‘Knew what?’ I wanted to be sure that I wasn’t getting this horribly wrong.
‘That I loved her. That I was glad I had married her. But what was between us, between you and me, that had always been something different.’
My mind wrestled with this. Of course they had loved each other. In a way it would have been easier if he has said their marriage was a disaster, but obviously it hadn’t been. Anyone who ever saw them together had accepted that. They had been a gloriously good-looking couple, with a certain glamour about them. All of us, all our friends had accepted that they were going to be together forever. She was so perfect for him.
Paulo and I had been a fiery, fleeting friendship. Something very different and surely not something that would last or bring him the sort of contentment he had found with Ellen.
And my marriage to Greg. That too had been a relationship of – of what? One where we settled for each other and the life we had led. Not blissfully happy, but enough.
At that moment, it seemed a dull, unsatisfactory word.
But perhaps that was what most people did – settled for enough?
Was that what my life had been all about?
I felt a sudden unexpected surge of despair. We all had one life, and I could see only too clearly that I, like many other women, had changed and adapted, had accepted a life of predictability. I was the one who was the homemaker, the carer, the appeaser, the one who put up with things. Peace at any price.
I was sixty-five. I might have just a few years left; I might have many. The one thing I was sure of was that I wasn’t going to settle for ‘enough’ any more.
‘What a fool I have been,’ I said.
‘What?’ he said, turning to look at me.
I didn’t think I realised I had spoken those words out loud, but now they were out there, I felt a new sort of bravado.
I didn’t quite know how, but I was going to change things.
While I still had my health and strength I was going to enjoy my life. Barely an hour had gone by since I had arrived here when I had not wondered what Alex was up to, how Jess was dealing with Maud’s new tantrums, if Kat had recovered from her cold. I was not going to carry on the way I had since my marriage broke up. Constantly focused on everyone else. I was going to – frightening phrase – please myself.

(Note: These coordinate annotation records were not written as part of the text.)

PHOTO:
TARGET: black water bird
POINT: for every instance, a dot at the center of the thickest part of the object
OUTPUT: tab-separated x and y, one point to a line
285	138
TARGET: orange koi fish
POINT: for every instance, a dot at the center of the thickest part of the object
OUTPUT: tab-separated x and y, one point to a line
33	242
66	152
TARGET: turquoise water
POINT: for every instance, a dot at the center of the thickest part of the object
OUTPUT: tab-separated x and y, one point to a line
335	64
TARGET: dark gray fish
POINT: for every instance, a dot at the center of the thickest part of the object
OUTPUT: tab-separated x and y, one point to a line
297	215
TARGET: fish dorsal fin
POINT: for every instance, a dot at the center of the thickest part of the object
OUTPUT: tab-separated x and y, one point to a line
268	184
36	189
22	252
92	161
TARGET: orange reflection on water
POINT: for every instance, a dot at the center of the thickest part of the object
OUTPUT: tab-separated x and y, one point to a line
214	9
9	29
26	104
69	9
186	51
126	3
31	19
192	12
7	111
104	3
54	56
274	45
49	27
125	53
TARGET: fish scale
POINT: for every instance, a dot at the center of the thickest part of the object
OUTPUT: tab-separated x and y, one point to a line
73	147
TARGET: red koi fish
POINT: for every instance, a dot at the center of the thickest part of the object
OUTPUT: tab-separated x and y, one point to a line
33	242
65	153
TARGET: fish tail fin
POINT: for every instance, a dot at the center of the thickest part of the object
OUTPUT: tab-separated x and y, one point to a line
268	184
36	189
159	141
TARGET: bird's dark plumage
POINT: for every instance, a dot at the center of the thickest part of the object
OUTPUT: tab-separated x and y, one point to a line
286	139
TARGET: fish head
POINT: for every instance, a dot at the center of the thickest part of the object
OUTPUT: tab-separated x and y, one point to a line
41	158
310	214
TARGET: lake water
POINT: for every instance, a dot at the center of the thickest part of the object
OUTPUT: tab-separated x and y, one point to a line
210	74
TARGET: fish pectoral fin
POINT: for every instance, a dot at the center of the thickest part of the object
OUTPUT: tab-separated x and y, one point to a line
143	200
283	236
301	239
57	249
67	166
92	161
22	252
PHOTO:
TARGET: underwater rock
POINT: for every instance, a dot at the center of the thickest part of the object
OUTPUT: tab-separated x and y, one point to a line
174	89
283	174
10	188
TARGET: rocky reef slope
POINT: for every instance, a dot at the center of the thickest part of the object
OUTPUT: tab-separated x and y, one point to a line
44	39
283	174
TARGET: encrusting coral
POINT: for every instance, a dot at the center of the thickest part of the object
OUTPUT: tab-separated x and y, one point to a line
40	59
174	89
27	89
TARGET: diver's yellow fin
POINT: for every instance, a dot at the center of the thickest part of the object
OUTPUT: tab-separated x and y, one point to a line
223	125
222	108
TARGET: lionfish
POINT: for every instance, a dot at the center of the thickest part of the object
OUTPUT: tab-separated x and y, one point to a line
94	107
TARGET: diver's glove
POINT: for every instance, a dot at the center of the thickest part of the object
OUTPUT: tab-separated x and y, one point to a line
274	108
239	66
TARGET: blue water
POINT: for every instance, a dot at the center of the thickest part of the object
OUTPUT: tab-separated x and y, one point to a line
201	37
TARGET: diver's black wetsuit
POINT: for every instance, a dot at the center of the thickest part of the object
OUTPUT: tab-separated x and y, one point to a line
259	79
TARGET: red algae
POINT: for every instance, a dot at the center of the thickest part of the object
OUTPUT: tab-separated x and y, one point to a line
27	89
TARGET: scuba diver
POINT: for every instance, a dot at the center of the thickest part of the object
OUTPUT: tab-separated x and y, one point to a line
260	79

‘I think I loved you for years,’ I said. I had a sudden mental image of Juliette giving me an enthusiastic thumbs up. ‘With Greg it was more of a partnership. With you it was something else, something I haven’t felt since.’
‘We were very young. What were you? Nineteen? Twenty? That’s no age to settle down with the first man who falls in love with you.’
I was silent then, turning his words around in my head.
‘You fell in love with me?’
He raised his eyebrows as though the question surprised him.
‘Of course. You were special, not like anyone else. Your friendship meant everything to me. I tried not to feel that way but I couldn’t help it. You were so passionate about everything. So sure of yourself.’
‘Trust me, I wasn’t. I didn’t feel that at the time,’ I said.
‘But you were. It was all a part of you. All those arguments we had, the way your eyes sparkled, the way you teased me. The way you never took me seriously. I enjoyed it all. You made me laugh at life, feel alive.’
Somewhere in the garden someone laughed, and another voice called a greeting.
‘I don’t know what to say,’ I said.
He took hold of my hand.
‘You don’t need to say anything,’ he said.
‘I always say something,’ I said. ‘I never did learn to shut up.’
‘Which, believe me, is so refreshing. It may sound a good thing, but it’s hard to live without discussion or disagreement. Maybe I am just a product of my family. You have seen how we love to quarrel about the silliest things.’
I sat there, enjoying the feeling of his hand in mine, wondering what twist of fate had brought me to be in this place at this time with this man. It was the last thing I had expected. I was, by anyone’s standards, too old for this sort of nonsense.